I apologized, explained, and told her we'd have to start again, by which I meant the bed; the rest would have to wait. Again we brought it down on the floor and worked on the catch. Mae, who had felt horny, was beginning to feel rage. She was hanging over me, her lank hair shaking and that mobile mouth slurring obscene invective. I told her I wasn't very good at that sort of thing. She heckled: “And you call yourself a man!” “But not a mechanic,” I said, wincing as I lost skin to the damned catch. She said: “Wait a minute! I just remembered — I got instructions!” Bare, dripping perspiration, my desire slackening, I studied the leaflet she brought under the dim light bulb. It resembled the manual on detail-stripping a BAR, or the one for building the colonel's flytraps. Mae was gurgling Southern Comfort; I think she had already given up. But I felt challenged. Shafts, rods, gears — it completely baffled me. Still, I read on. Like Mount Everest for Mallory, the Murphy bed was There.

We made two more feeble attempts. If we had been physically compatible, I think I would have rolled us off the mattress and chanced the glass, the mousetraps, and whatever else lurked below. But it was useless. My strength was ebbing. By the time I grappled with my skivvies and khakis, I was not only frustrated, I was also suffering from motion sickness. I rolled off the levitating mattress and left Mae sprawled across the litter below, snoring and belching. The bottle was almost empty. I wanted to break it over either her head or the bedstead. But I was too tired, and too sore with lover's nuts, for either. Instead, I stumbled downstairs, found a pay phone, and called a taxi. Sexwise, my score was still zero to zero. And after paying the cabbie for the long trip, I was broke again. I couldn't even afford a tip. The driver was surly. I was surlier.

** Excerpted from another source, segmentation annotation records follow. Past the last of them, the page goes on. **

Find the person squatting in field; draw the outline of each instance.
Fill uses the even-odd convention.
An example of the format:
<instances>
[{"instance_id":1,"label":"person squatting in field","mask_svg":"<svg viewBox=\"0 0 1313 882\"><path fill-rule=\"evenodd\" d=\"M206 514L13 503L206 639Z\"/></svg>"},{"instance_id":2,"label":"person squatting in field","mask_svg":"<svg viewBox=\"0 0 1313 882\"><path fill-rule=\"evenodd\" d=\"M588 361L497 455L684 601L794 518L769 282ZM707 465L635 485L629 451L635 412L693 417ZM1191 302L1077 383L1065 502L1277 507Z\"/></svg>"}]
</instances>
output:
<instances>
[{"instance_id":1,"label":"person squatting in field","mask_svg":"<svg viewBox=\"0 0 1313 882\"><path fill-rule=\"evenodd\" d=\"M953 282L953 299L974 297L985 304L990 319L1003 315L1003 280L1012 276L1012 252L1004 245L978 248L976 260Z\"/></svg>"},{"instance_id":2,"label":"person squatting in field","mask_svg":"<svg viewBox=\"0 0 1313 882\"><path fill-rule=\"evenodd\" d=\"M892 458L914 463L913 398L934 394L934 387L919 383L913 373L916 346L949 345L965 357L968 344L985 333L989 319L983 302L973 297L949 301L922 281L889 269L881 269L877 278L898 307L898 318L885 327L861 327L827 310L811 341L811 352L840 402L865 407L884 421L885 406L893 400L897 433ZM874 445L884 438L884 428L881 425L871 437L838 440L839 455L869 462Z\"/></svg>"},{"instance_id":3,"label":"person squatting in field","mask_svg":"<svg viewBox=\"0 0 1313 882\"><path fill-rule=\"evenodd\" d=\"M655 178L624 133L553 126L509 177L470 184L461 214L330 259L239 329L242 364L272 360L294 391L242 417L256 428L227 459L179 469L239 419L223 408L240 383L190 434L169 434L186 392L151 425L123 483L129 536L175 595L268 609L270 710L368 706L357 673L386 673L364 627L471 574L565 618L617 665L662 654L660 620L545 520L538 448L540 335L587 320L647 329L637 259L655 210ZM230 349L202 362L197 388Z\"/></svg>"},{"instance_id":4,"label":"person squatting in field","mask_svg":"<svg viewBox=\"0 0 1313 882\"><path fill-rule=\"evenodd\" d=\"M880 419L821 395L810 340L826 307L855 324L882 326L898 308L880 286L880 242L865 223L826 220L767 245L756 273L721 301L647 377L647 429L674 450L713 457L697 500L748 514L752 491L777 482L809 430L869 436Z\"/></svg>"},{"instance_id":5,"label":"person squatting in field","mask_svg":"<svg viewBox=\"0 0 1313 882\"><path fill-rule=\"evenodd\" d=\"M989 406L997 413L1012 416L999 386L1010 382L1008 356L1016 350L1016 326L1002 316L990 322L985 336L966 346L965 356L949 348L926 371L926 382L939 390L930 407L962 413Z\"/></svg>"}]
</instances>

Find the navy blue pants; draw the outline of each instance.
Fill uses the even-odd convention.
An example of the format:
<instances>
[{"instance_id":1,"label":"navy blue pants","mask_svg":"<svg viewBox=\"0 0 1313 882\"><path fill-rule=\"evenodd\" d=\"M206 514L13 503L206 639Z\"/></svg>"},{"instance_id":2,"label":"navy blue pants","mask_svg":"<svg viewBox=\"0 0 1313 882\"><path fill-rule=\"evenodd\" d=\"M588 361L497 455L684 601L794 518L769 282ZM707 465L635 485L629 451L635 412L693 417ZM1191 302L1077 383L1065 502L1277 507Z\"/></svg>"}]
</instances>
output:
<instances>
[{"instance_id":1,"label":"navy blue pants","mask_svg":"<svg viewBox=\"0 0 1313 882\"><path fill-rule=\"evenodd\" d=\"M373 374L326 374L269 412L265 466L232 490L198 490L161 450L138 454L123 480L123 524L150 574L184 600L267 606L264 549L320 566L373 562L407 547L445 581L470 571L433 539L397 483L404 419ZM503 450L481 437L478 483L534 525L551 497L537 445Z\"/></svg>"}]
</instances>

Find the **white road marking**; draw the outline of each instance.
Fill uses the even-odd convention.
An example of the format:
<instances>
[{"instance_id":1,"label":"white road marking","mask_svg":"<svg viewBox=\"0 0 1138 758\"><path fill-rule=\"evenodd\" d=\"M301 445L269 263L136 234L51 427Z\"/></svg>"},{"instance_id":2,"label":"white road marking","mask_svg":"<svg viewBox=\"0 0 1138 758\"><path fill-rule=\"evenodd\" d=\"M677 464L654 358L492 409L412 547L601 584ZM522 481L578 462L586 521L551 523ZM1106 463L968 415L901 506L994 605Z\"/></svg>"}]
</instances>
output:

Nine hours later I led my section aboard the APA Morton, into a compartment below the waterline which would be our pent home throughout the seventeen-day voyage to Guadalcanal. Two light meals would be served each day; we would have to bolt each down, while standing, in a maximum of three minutes. We could expect to grow filthier each day; the only showers would be saltwater showers. We couldn't exercise — there was no room — or, for security reasons, remain on deck, where we might catch a breeze, after darkness. Already, as the winches shrieked and the transport built a welter of water beneath her hull, we were encountering one of the miseries of life on a transport: the deafening sound of the PA system, the blast of “The smoking lamp is out. Now sweepers, man your brooms! A clean sweep-down, fore and aft!”

But my thoughts were elsewhere just then. I wasn't thinking of Mae, or Taffy; not even of my mother. I was trying to make peace with my very personal, existential, Augustan faith, remembering Psalm 107, about men that go down to the sea in ships. Most fighting men cannot imagine their own deaths. All those I knew on that ship were confident that they would see America again. I wasn't; I had no premonition, but I knew the odds and was uncomforted by them. In any event, my destiny was nonnegotiable. I stood on the fantail, watching the California coastline recede as the Morton and the rest of the convoy began zigzagging to evade submarines. I was aware, and depressed by the knowledge, that this was probably my farewell to the United States. I hoped I would fight well. I felt ready; I felt that my men were ready. Then I made my way to the other end of the ship and peered westward across the gray expanse of water, superficially like my Atlantic but immeasurably larger and more vivid. Its name, considering the role it was about to play in our lives, was the ultimate irony. It was called Pacific.